So it's time to follow on with the shoulder problem, which I thought was due to poor posture and adapting to the narrower body of an electric guitar, and or some pulled muscles in my back from doing something silly when turning a heavy mattress.
Yeah. Not so much, it turns out.
I was getting pins and needles down my right arm, waking up in the middle of the night with a shoulder that felt like I'd been abusing it for hours, and otherwise a tonne of pain. This, I was told by my regular osteo, was a trapped nerve at C6/7 (because the pins and needles went to my thumb and forefinger, but not the others).
I went for some regular treatment, and while it improved, I felt it had reached a point where I'd have a good day and two bad ones, and it had settled into a painful equilibrium. After a very uncomfortable and abandoned attempt in the hygenist's chair, I wound up with a recommendation to a different osteo, and Allah or someone be praised, managed to get an appointment two days later. He preferred to get an MRI before starting on something like I had, and the next day I was gritting my teeth in an MRI scanner. He had the results three days later.
West End private medicine. (No, I am not a millionaire. I don't spend money on foreign holidays.)
The radiologist's conclusion was "moderate degenerative disc disease, most marked at C6/C7 with foraminal narrowing and multilevel neural impingement (bilateral C4, C5, C6 and right C7)." So basically my neck vertebrae all all slightly out of whack. Everything else is good: spine is okay, spinal cord is unaffected, and my bone marrow is fine. (MRI can see that?)
I'm now in for a once-a-week treatment, at the moment by electric pads on my back. Pressure-based treatment like massage isn't what's needed. It seems to work. I'm in for probably another three sessions at least and maybe some more after that. But as long as it works...

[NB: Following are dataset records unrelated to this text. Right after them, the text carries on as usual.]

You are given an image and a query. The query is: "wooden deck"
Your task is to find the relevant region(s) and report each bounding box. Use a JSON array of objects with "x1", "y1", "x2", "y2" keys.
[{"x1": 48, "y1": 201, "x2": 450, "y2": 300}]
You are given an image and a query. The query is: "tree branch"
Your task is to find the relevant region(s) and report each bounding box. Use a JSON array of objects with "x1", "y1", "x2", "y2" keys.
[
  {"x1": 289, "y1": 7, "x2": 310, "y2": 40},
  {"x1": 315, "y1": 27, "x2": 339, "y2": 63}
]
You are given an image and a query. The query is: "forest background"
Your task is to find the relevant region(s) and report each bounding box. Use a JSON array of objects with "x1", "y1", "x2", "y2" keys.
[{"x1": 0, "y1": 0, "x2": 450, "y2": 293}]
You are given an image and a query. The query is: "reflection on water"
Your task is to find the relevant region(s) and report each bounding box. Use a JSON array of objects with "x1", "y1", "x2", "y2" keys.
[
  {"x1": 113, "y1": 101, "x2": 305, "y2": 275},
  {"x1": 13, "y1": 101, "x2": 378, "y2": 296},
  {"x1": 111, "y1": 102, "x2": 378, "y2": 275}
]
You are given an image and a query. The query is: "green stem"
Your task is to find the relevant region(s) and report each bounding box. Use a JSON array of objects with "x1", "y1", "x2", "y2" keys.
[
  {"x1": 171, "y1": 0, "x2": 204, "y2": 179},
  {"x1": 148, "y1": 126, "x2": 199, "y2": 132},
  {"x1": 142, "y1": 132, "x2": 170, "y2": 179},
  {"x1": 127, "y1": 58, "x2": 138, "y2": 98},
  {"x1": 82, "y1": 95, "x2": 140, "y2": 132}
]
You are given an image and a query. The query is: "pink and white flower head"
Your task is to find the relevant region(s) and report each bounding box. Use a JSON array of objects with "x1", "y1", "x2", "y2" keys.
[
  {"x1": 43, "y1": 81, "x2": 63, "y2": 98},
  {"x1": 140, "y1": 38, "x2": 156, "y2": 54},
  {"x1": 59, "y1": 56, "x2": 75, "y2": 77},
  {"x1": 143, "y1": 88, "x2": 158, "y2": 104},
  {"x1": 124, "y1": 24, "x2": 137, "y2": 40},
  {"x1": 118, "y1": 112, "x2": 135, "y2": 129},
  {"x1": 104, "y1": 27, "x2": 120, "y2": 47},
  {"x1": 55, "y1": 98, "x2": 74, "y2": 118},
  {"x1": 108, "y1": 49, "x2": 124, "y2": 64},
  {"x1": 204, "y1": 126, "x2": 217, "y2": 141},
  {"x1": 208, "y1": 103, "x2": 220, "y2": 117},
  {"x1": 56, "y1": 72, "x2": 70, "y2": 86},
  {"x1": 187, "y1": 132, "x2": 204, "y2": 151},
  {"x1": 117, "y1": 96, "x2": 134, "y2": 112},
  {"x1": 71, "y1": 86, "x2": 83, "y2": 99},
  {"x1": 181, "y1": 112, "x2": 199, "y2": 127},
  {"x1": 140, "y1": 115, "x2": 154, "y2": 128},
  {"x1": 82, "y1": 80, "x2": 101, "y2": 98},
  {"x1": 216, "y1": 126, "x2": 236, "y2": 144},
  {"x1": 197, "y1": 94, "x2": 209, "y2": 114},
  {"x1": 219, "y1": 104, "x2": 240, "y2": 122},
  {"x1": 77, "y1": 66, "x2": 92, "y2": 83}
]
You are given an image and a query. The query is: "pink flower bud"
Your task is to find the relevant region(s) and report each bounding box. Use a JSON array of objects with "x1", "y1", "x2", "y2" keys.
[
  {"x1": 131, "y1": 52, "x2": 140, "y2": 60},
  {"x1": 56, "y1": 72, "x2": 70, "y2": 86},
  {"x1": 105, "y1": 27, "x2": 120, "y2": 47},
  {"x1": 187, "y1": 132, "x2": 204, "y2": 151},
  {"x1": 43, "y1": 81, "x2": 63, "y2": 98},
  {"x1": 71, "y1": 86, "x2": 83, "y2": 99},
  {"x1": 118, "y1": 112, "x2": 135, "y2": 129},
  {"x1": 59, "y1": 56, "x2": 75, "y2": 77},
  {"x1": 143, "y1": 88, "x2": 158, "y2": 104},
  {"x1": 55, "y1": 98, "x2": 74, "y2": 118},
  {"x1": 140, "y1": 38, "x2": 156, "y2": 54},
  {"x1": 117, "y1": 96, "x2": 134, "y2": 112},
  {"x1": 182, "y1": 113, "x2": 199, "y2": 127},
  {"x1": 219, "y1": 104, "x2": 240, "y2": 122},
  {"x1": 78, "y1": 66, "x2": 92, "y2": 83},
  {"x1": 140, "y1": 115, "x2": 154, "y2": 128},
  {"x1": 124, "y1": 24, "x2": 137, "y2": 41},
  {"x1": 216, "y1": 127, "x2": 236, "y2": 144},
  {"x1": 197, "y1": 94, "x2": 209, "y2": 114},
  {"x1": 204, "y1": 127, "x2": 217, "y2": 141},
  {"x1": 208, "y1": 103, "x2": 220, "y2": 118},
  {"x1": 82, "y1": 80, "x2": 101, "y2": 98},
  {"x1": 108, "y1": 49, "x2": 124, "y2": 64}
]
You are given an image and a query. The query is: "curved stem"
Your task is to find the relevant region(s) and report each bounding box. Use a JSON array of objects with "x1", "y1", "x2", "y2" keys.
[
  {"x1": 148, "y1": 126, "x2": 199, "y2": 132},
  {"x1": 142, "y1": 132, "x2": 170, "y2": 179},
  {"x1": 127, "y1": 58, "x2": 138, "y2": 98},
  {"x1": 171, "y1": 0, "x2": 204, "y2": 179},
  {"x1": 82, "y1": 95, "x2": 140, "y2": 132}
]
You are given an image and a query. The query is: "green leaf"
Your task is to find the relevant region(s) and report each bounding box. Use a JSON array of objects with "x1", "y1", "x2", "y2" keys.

I also take the ibuprofen and / or paracetamol. I'm still AA and I don't like to take any kind of drugs if I can avoid it, but a) medical people are suggesting it, and b) it's not mood-altering.
I have to remind myself that the pain is not where my brain / body is telling me it is: there is nothing wrong with my shoulder that moving my neck about carefully won't cure. The nerve is getting pressed and sends all sorts of random signals to the brain, which then thinks I need to massage my shoulder. I don't.
Train, tube and bus seats are especially good at putting me in a posture that impinges the nerve, and I can't sit at a table for long either. I have to sleep on my back with some very carefully set-up pillow support. No raising weights above my head, so shoulder-presses are out.
I can play the guitar, and it is not causing any problems to do so. I have to stand up. Doing that for over an hour a day has worked wonders for my leg strength.
This kind of neck problem happens to much younger people, but as far as I'm concerned, this makes me officially old. Young people don't have to think about their bodies (diet, weight, exercise, sure, but not whether you carry a full watering-can in your left or right hand), old people do.